The impact of China’s beef import suspension will not be known until the trade data is released in July. The effect will depend on how long the trade suspension is in place. Live cattle fed exports to the U.S., including cows, are 33 per cent higher than a year ago, at 250,988 head.
Deb’s outlook for fed cattle: The recent summer rally is likely short-lived as the strong seasonal tendency for late summer and early fall leads to more market-ready supply, larger carcass weights, slower beef movement, and as a result, a down-trending market. Global beef demand is expected to be supportive as we move through front-end fall supply. However, the seasonal downward trend will prevail in the coming month.
Feeder cattle volumes at auction through the start of July were seasonally low. Drought-related increases that were noted through June had dwindled as much of the Prairies received much-needed moisture. Prices on the light summer volumes varied greatly on sale and package size as well as quality. Calves weighing 550 lbs. sold at averages from $209/cwt to $215/cwt, with the average 550-lb. steer price in mid-July at $214.17/cwt. This was up slightly from the previous weeks, but still $7.33/cwt under the same week in 2018.
Heavier cattle numbers at auction have been low in recent weeks as well, with the mid-July average at $177.38/cwt for 850-lb. steers. This is nearly $18/cwt under the 850-lb. steer price during the same week a year ago. The cash-to-futures feeder basis is currently -4.29/cwt, which was an improvement from the second week of July at -13.19/cwt. Looking back to a year ago, the basis was wider than its current level at -9.48/cwt. Feeder cattle exports have slowed as numbers available decrease seasonally. However, the most recent data shows exports year-to-date up eight per cent to a total of 145,342 head.
Deb’s outlook for feeder cattle: The end of August will see yearlings start to move off pasture. However, concerns of lighter-than-normal supply are supported by the increased feeder exports in late 2018 and early 2019 as well as the poor pasture conditions at the start of the grazing season. Competition for fewer yearlings will further support the market as the price moves seasonally stronger in late August and early September.
In the near term, calf prices on light volumes should remain steady. However, the fall run will see seasonal pressure with prices determined by many factors. Cost of gain for the 2019 calf crop is expected to be lower than a year ago. Fall feed supply at this point pre-harvest looks favourable, with both silage and feed grain crop yields expected to be better than a year ago. This will be positive to the fall feeder run, but feedlot margins to date in 2019 have been tight, leaving buyers cautious.

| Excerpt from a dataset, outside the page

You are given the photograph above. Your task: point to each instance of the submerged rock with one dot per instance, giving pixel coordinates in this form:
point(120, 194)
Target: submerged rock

Demand for trim and grinding meats is at its highest through the summer months. At the same time, cows and bulls in Canada are out to pasture, leaving supply of non-fed cattle low. However, even with the lower availability and support from demand, the D1, 2 cow price dipped to a low of $84/cwt in early summer. At mid-July the average price had experienced a small rally to $86.50/cwt. Compared to a year ago, current prices are $5.30/cwt lower.
Butcher bull prices are also lower than a year ago. The current average at $110.30/cwt is down from a year ago, when the average recorded was $117.50/cwt.
Non-fed beef production in 2019 is up five per cent. This includes domestic cow slaughter — up six percent to 283,701 head — and a 14 per cent decrease in bull slaughter to 7,394 head. However, exports of bulls to slaughter are still higher, up three per cent to 21,785 head.
Deb’s outlook for non-fed cattle: The fall run will also see the typical increase in cull cattle coming to town. Recent rains should hold pasture condition, which will lead to a more typical time frame for cows to start coming to town as opposed to a drought year in which we see early movement. In the coming months, producers will assess their winter feed stocks and make management decisions regarding how many cows to sell and when to sell them. The increased numbers through the fall will pressure the market seasonally lower. However, how extreme the decline will be will largely depend on how much forage is put up in the coming month.